Learnable Sparsification of Die-to-Die Communication via Spike-Based Encoding
Joshua Nardone, Ruijie Zhu, Joseph Callenes, Mohammed E. Elbtity, Ramtin Zand, Jason Eshraghian
TL;DR
The paper addresses bandwidth bottlenecks in large AI systems by introducing heterogeneous neural networks (HNNs) that place spike-based inter-chip communication at bandwidth-constrained die boundaries while retaining dense ANN computation within chips. The proposed SW/HW co-design leverages a 2-D NoC with EMIO and a CLP converter to enable learnable sparsity for die-to-die data, combining energy-efficient spike-based communication with high-throughput dense processing. Across language and vision benchmarks, HNNs achieve up to 5.3× energy efficiency and 15.2× latency benefits, while maintaining competitive accuracy relative to purely ANN or SNN baselines and showing scalability as models grow.
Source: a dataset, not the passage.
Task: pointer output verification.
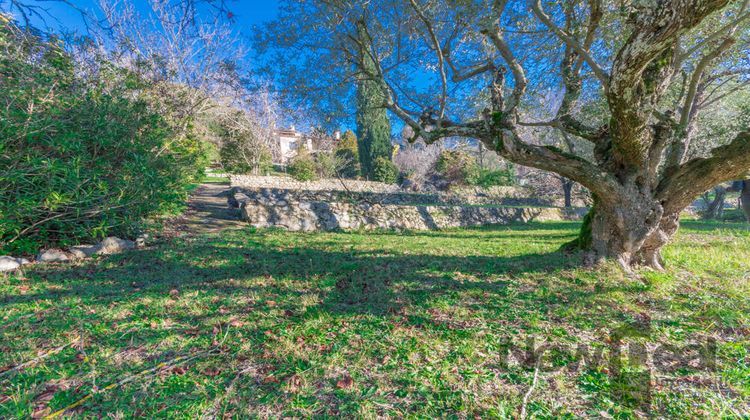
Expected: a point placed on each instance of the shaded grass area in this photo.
(270, 323)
This approach offers a practical pathway to scalable, energy-efficient AI accelerators by strategically balancing sparse inter-chip signaling with dense intra-chip computation, paving the way for larger and more power-efficient deployments of next-generation models.
Abstract
Efficient communication is central to both biological and artificial intelligence (AI) systems. In biological brains, the challenge of long-range communication across regions is addressed through sparse, spike-based signaling, minimizing energy and latency. Conversely, modern AI workloads are increasingly constrained by bandwidth, leading to bottlenecks that hamper scalability and efficiency. Inspired by the brain's ability to execute dynamic and complex local computations coupled with sparse inter-neuron communication, we propose heterogeneous neural networks that combine spiking neural networks (SNNs) and artificial neural networks (ANNs) at bandwidth-limited regions, such as chip boundaries, where spike-based communication reduces data transfer overhead. Within each chip, dense ANN computations maintain high throughput, accuracy, and robustness. While SNNs have struggled to algorithmically scale, our approach surmounts this long-standing challenge through algorithm-architecture co-design where learnable sparsity is employed for die-to-die communication by confining spiking layers to specific partitions. This composable design combines high ANN performance with low-bandwidth SNN efficiency. Evaluations on language processing and computer vision exhibit up to 5.3x energy efficiency gains and 15.2x latency reductions, surpassing both purely spiking and non-spiking models. As model size grows, improvements scale accordingly. By targeting the inter-chip communication bottleneck with biologically inspired methods, this approach presents a promising path to more efficient AI systems.